Judge. What did your wife do next?
. . . . .
Judge. You deny the statements of the witnesses (they related to Peytel’s demeanour and behaviour, which the judge wishes to show were very unusual;—and what if they were?). Here, however, are some mute witnesses, whose testimony you will not perhaps refuse. Near Louis Rey’s body was found a horse-cloth, a pistol, and a whip.... Your domestic must have had this cloth upon him when he went to assassinate you: it was wet and heavy. An assassin disencumbers himself of anything that is likely to impede him, especially when he is going to struggle with a man as young as himself.
Prisoner. My servant had, I believe, this covering on his body; it might be useful to him to keep the priming of his pistol dry.
The president caused the cloth to be opened, and showed that there was no hook, or tie, by which it could be held together; and that Rey must have held it with one hand, and, in the other, his whip, and the pistol with which he intended to commit the crime; which was impossible.
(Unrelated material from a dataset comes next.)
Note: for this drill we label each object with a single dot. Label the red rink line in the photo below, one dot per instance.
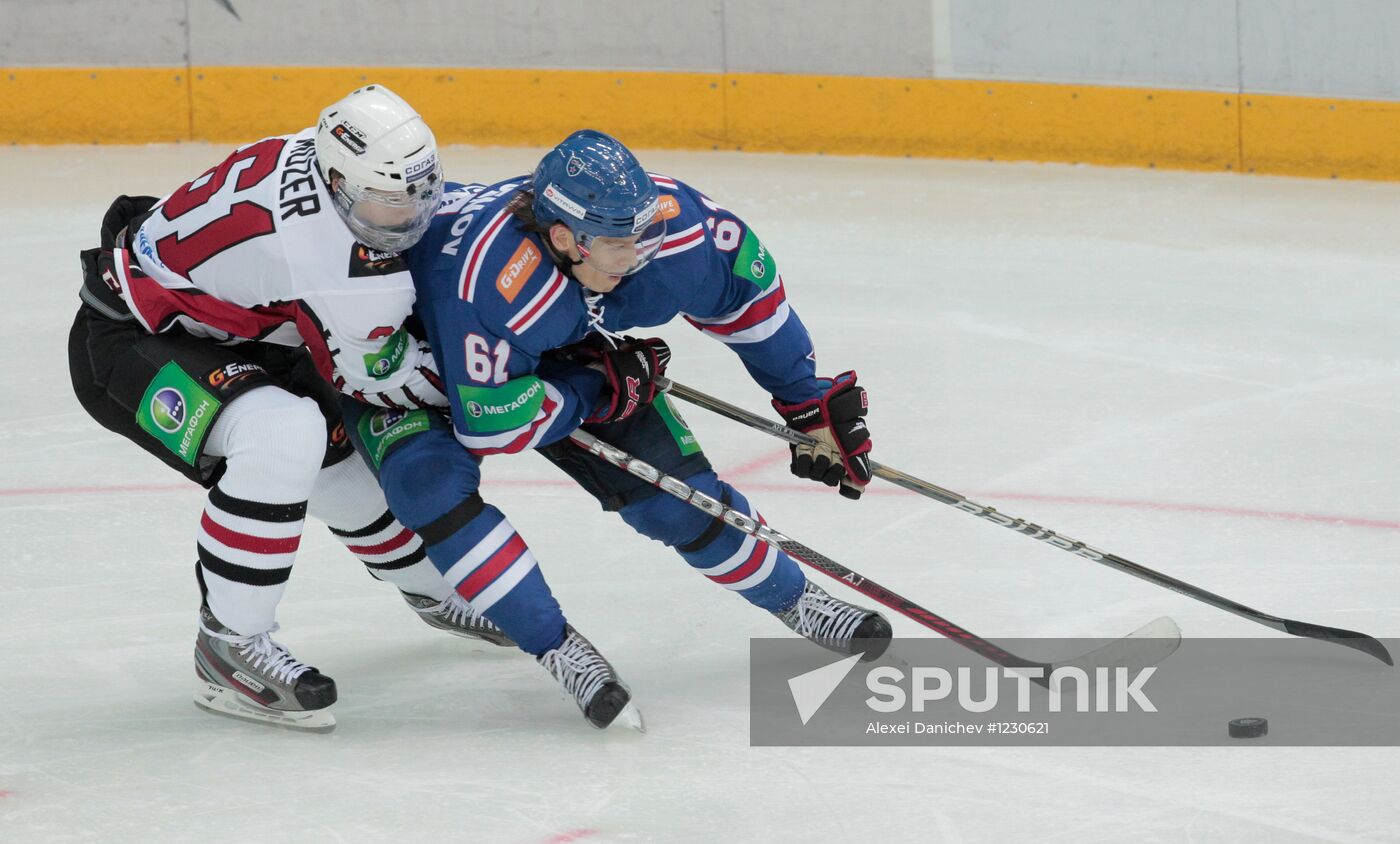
(816, 490)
Prisoner. These are only conjectures.
And what conjectures, my God! upon which to take away the life of a man. Jeffreys, or Fouquier Tinville, could scarcely have dared to make such. Such prejudice, such bitter persecution, such priming of the jury, such monstrous assumptions and unreason—fancy them coming from an impartial judge! The man is worse than the public accuser.
‘Rey,’ says the judge, ‘could not have committed the murder, because he had no money in his pocket, to fly, in case of failure.’ And what is the precise sum that his lordship thinks necessary for a gentleman to have, before he makes such an attempt? Are the men who murder for money usually in possession of a certain independence before they begin? How much money was Rey,—a servant, who loved wine and women, had been stopping at a score of inns on the road, and had, probably, an annual income of four hundred francs,—how much money was Rey likely to have?
‘Your servant had to assassinate two persons.’ This I have mentioned before. Why had he to assassinate two persons,[11] when one was enough? If he had killed Peytel, could he not have seized and gagged his wife immediately?
‘Your domestic ran straight forward, instead of taking to the woods, by the side of the road: this is very unlikely.’ How does his worship know? Can any judge, however enlightened, tell the exact road that a man will take, who has just missed a coup of murder, and is pursued by a man who is firing pistols at him? And has a judge a right to instruct a jury in this way, as to what they shall, or shall not, believe?